[Netarchivesuite-curator] KB DK NAS update for March

Sabine Schostag sas at kb.dk
Tue Apr 9 09:32:14 CEST 2019

Dear all.

Hereby a brief update from KB DK

Broad crawl

We experienced some immense errors with our second broad crawl for 2019, among others one URL generated 250 mill. Objects, maybe because we augmented the byte limits. The crawl started on February 15 and is still ongoing

Selective crawls

We still focus on IP-validated access to content behind paywalls. We ran into problems with I-frames but they seem to be solved with Umbra. Another issue is to keep the site owners contact informations according to GDPR.

Event crawls

We are preparing for the elections for the EU Parliament and for Danish parliamentary elections. The latter has to take place at the latest in June 2019

Together with a colleague – a researcher we had a mini event crawl on April Fools using BCWeb for the nominations of URL’s. As you never know, where April Fools pop up, the researcher wanted us to crawl with 4 hops. Thus, the crawls are still ongoing. Part of the evaluation would be to crawl with less hops next time.

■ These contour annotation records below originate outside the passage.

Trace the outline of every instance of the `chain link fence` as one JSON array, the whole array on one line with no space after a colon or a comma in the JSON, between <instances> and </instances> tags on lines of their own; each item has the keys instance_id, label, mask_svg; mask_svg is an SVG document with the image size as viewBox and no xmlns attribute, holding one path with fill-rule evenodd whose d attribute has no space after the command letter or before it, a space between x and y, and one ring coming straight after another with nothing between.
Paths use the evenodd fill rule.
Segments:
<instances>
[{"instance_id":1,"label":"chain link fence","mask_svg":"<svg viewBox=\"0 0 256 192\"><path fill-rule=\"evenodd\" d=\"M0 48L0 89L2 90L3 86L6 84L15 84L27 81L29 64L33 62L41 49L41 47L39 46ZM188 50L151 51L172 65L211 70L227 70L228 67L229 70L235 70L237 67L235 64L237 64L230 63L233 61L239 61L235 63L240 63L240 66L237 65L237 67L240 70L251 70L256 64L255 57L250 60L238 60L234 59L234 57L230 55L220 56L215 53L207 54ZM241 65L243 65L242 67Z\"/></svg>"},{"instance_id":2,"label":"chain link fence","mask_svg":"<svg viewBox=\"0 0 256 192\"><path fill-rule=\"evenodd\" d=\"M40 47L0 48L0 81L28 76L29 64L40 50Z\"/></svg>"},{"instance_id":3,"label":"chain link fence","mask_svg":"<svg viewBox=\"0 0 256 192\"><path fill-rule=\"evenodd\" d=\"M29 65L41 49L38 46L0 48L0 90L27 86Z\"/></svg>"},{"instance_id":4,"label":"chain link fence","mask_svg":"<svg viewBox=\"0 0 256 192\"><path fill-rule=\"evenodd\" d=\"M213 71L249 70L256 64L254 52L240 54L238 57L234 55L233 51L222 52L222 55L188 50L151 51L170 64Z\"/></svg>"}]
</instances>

After the war in the 1860th Denmark lost a part of Southern Jutland to Prussia/Germany. After WW1 Southern Jutland became Danish again. Next year we will celebrate the centennial of this reunion – preparations are popping up on the internet. Thus, we are preparing an event crawl: we already have collected about 40 URL’s

Most urgent technical issue

Our citrix wayback access platform is performing very badly – among others it may take over 5 minutes to load a page and many images are not displayed

On behalf of the Netarchive team


From: Netarchivesuite-curator <netarchivesuite-curator-bounces at ml.sbforge.org> On Behalf Of peter.stirling at bnf.fr
Sent: Tuesday, March 12, 2019 9:54 AM
To: netarchivesuite-curator at ml.sbforge.org
Subject: [Netarchivesuite-curator] BnF NAS update for March

Hello all,

Early this month, we launched a selective project crawl for the European elections, taking place on May 26. Two collection departments (Law, Economics and Politics and Philosophy, History and Humanities) are taking part in the selection process, which is expected to last until June. The monthly, weekly and twice a day frequencies have been chosen as crawling parameters. A large share of the selected websites is expected to be from social networks, and particularly Twitter.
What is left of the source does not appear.